Pulled chicken in the crock pot. {Tacos}


This recipe can be used for a myriad of recipes – soup, tacos, bbq sandwiches – the options are endless!  I had four meetings yesterday and had pretty much no cooking time for dinner. I always pull out the crock pot on busy days because let’s face it, it is a magic machine that transforms any ingredients into perfection in only a few hours.  This was no exception.  I used it for make-your-own taco Tuesday dinner.  The family loves it and it’s a great way to get your kids to eat some veggies.

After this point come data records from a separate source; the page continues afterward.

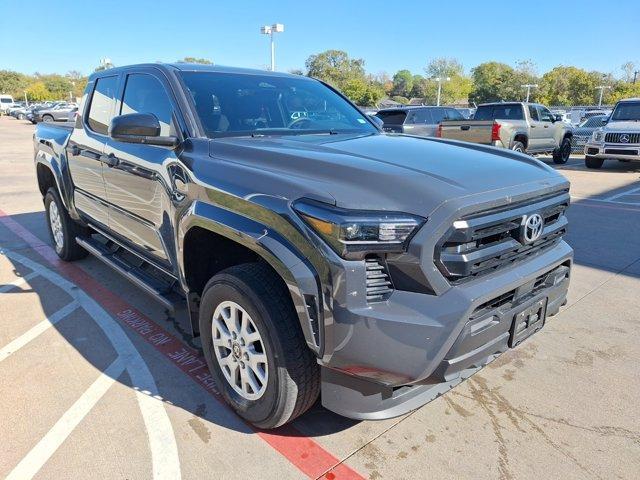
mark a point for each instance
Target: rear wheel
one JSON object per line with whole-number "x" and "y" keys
{"x": 518, "y": 147}
{"x": 593, "y": 162}
{"x": 254, "y": 347}
{"x": 63, "y": 229}
{"x": 561, "y": 154}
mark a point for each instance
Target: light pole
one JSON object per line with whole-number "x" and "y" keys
{"x": 440, "y": 80}
{"x": 529, "y": 86}
{"x": 270, "y": 30}
{"x": 602, "y": 88}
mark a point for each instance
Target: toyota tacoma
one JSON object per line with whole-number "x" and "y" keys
{"x": 315, "y": 254}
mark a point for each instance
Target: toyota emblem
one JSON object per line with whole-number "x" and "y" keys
{"x": 533, "y": 225}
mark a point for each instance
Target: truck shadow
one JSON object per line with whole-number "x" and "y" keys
{"x": 604, "y": 235}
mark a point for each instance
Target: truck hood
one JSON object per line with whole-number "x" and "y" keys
{"x": 386, "y": 172}
{"x": 627, "y": 126}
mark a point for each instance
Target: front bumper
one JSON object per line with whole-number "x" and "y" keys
{"x": 402, "y": 353}
{"x": 617, "y": 151}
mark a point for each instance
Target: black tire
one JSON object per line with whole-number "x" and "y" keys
{"x": 593, "y": 162}
{"x": 69, "y": 250}
{"x": 518, "y": 147}
{"x": 562, "y": 153}
{"x": 293, "y": 383}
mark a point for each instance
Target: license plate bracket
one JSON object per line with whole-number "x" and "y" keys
{"x": 528, "y": 321}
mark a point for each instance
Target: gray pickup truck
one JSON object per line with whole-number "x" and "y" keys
{"x": 314, "y": 254}
{"x": 523, "y": 127}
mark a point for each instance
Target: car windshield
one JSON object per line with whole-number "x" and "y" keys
{"x": 232, "y": 104}
{"x": 626, "y": 111}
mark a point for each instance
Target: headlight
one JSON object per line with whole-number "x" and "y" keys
{"x": 354, "y": 232}
{"x": 597, "y": 136}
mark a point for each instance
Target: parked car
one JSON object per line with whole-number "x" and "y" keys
{"x": 318, "y": 255}
{"x": 619, "y": 139}
{"x": 419, "y": 120}
{"x": 6, "y": 101}
{"x": 57, "y": 113}
{"x": 582, "y": 133}
{"x": 523, "y": 127}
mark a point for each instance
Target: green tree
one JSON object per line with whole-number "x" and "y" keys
{"x": 402, "y": 83}
{"x": 494, "y": 82}
{"x": 204, "y": 61}
{"x": 570, "y": 86}
{"x": 335, "y": 67}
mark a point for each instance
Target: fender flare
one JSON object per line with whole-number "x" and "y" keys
{"x": 298, "y": 274}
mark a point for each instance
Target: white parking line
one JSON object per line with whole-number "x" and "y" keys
{"x": 164, "y": 451}
{"x": 36, "y": 330}
{"x": 46, "y": 447}
{"x": 16, "y": 283}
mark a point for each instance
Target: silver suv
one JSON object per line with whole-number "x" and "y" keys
{"x": 619, "y": 139}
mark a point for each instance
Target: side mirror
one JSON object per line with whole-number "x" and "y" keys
{"x": 139, "y": 128}
{"x": 377, "y": 120}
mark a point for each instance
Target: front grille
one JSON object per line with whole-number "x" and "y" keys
{"x": 615, "y": 137}
{"x": 379, "y": 285}
{"x": 480, "y": 244}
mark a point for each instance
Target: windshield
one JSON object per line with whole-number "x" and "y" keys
{"x": 232, "y": 104}
{"x": 626, "y": 111}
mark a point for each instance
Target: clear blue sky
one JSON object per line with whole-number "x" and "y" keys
{"x": 388, "y": 35}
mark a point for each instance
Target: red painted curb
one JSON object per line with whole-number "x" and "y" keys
{"x": 303, "y": 452}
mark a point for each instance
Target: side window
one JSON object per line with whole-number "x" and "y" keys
{"x": 545, "y": 115}
{"x": 101, "y": 104}
{"x": 145, "y": 94}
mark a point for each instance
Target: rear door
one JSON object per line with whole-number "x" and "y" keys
{"x": 548, "y": 128}
{"x": 85, "y": 147}
{"x": 536, "y": 129}
{"x": 136, "y": 187}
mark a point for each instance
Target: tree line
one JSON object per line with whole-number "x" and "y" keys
{"x": 487, "y": 82}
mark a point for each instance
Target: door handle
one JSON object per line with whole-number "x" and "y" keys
{"x": 110, "y": 160}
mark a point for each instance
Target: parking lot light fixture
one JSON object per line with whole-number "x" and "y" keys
{"x": 271, "y": 30}
{"x": 529, "y": 86}
{"x": 440, "y": 80}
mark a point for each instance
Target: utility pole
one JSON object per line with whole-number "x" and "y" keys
{"x": 440, "y": 80}
{"x": 602, "y": 88}
{"x": 270, "y": 30}
{"x": 529, "y": 86}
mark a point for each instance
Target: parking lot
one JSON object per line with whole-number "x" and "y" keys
{"x": 97, "y": 381}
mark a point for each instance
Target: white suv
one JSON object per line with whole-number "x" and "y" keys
{"x": 619, "y": 139}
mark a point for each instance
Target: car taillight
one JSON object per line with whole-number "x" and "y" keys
{"x": 495, "y": 132}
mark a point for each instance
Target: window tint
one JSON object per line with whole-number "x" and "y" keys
{"x": 545, "y": 114}
{"x": 392, "y": 117}
{"x": 101, "y": 104}
{"x": 420, "y": 116}
{"x": 145, "y": 94}
{"x": 499, "y": 112}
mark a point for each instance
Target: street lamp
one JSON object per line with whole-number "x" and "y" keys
{"x": 529, "y": 86}
{"x": 270, "y": 30}
{"x": 602, "y": 88}
{"x": 440, "y": 80}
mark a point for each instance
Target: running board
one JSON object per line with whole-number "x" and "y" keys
{"x": 144, "y": 275}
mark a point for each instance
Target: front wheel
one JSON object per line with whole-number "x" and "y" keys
{"x": 593, "y": 162}
{"x": 561, "y": 154}
{"x": 254, "y": 346}
{"x": 518, "y": 147}
{"x": 63, "y": 229}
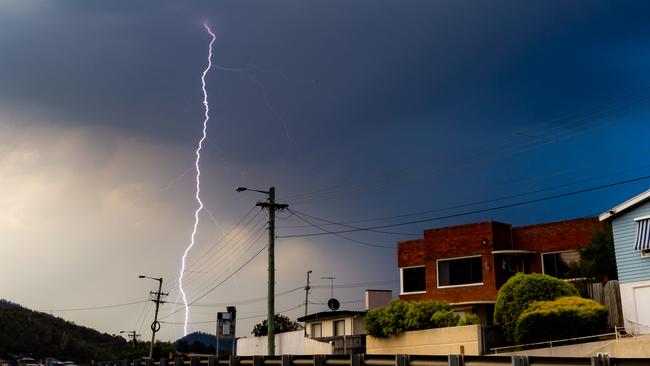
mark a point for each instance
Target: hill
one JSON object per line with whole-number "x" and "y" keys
{"x": 42, "y": 335}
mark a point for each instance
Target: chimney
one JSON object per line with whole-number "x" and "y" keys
{"x": 378, "y": 298}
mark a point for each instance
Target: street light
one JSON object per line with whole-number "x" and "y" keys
{"x": 155, "y": 326}
{"x": 272, "y": 206}
{"x": 131, "y": 333}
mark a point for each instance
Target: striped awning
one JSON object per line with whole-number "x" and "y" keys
{"x": 642, "y": 241}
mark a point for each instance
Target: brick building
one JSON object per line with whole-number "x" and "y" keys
{"x": 467, "y": 264}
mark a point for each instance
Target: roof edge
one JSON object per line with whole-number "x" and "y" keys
{"x": 643, "y": 196}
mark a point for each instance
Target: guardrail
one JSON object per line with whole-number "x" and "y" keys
{"x": 384, "y": 360}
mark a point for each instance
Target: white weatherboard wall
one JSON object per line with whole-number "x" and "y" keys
{"x": 289, "y": 343}
{"x": 633, "y": 271}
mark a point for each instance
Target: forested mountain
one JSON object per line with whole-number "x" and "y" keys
{"x": 42, "y": 335}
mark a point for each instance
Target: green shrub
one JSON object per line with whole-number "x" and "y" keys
{"x": 469, "y": 319}
{"x": 372, "y": 322}
{"x": 445, "y": 318}
{"x": 419, "y": 314}
{"x": 400, "y": 316}
{"x": 520, "y": 291}
{"x": 566, "y": 317}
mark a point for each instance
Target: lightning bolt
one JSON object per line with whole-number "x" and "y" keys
{"x": 198, "y": 176}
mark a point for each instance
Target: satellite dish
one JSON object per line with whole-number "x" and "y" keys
{"x": 333, "y": 304}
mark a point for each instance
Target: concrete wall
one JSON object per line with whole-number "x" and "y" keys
{"x": 635, "y": 301}
{"x": 289, "y": 343}
{"x": 441, "y": 341}
{"x": 624, "y": 347}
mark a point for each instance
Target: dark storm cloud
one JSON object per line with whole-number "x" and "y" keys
{"x": 341, "y": 67}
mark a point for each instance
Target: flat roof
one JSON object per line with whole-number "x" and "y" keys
{"x": 513, "y": 251}
{"x": 624, "y": 206}
{"x": 330, "y": 315}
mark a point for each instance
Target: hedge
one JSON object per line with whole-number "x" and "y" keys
{"x": 520, "y": 291}
{"x": 401, "y": 316}
{"x": 566, "y": 317}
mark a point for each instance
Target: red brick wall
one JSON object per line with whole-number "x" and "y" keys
{"x": 553, "y": 237}
{"x": 467, "y": 240}
{"x": 451, "y": 242}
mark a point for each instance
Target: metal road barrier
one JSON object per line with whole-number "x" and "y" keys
{"x": 384, "y": 360}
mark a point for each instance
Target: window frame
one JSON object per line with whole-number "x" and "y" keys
{"x": 645, "y": 253}
{"x": 311, "y": 330}
{"x": 334, "y": 323}
{"x": 558, "y": 252}
{"x": 456, "y": 258}
{"x": 401, "y": 280}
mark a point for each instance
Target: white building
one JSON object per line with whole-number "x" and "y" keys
{"x": 631, "y": 227}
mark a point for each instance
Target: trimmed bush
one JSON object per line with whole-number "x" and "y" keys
{"x": 566, "y": 317}
{"x": 372, "y": 322}
{"x": 520, "y": 291}
{"x": 469, "y": 319}
{"x": 445, "y": 318}
{"x": 420, "y": 314}
{"x": 400, "y": 316}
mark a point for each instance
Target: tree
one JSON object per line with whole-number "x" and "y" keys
{"x": 282, "y": 324}
{"x": 599, "y": 258}
{"x": 520, "y": 291}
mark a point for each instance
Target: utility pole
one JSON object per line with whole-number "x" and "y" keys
{"x": 272, "y": 207}
{"x": 307, "y": 288}
{"x": 155, "y": 326}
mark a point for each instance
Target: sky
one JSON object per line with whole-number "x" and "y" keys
{"x": 364, "y": 113}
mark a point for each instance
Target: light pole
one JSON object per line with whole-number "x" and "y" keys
{"x": 132, "y": 334}
{"x": 272, "y": 207}
{"x": 307, "y": 288}
{"x": 155, "y": 326}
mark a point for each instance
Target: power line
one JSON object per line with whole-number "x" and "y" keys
{"x": 339, "y": 235}
{"x": 474, "y": 211}
{"x": 95, "y": 307}
{"x": 220, "y": 283}
{"x": 346, "y": 223}
{"x": 573, "y": 124}
{"x": 230, "y": 252}
{"x": 205, "y": 258}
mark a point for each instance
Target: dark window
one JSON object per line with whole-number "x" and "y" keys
{"x": 458, "y": 272}
{"x": 316, "y": 330}
{"x": 413, "y": 279}
{"x": 339, "y": 328}
{"x": 561, "y": 265}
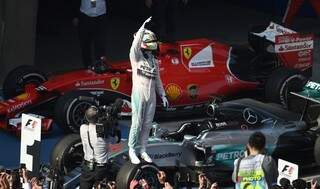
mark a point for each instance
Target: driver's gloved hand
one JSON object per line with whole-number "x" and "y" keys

4 larger sized chicken breasts (I used frozen organic)
1 cup of chicken or vegetable broth

For taco seasonings:

2 tablespoons of ground cumin
1 tablespoon of chili powder
2 teaspoons of smoked paprika
1 teaspoon salt (or more to your liking)
1/2 teaspoon of cayenne pepper
1/2 teaspoon garlic powder


In a crock pot set to high (if you have 3-4 hours to cook) or low (4+ hours), place the chicken in your crock pot (I use frozen and don’t defrost it).  Add the chicken broth and some pinches of salt and freshly ground pepper.  The chicken will release additional water if using frozen.  Let it cook until it is no longer pink and basically falling apart.  I remove the chicken right before I serve it and shred it with two forks until completely pulled.  In a separate bowl, add all of the spices and whisk together.  Toss that into the meat and give it a good stir.  If the meat is dry, add some of the cooking liquid to it.  Then serve with taco shells or tortilla wraps.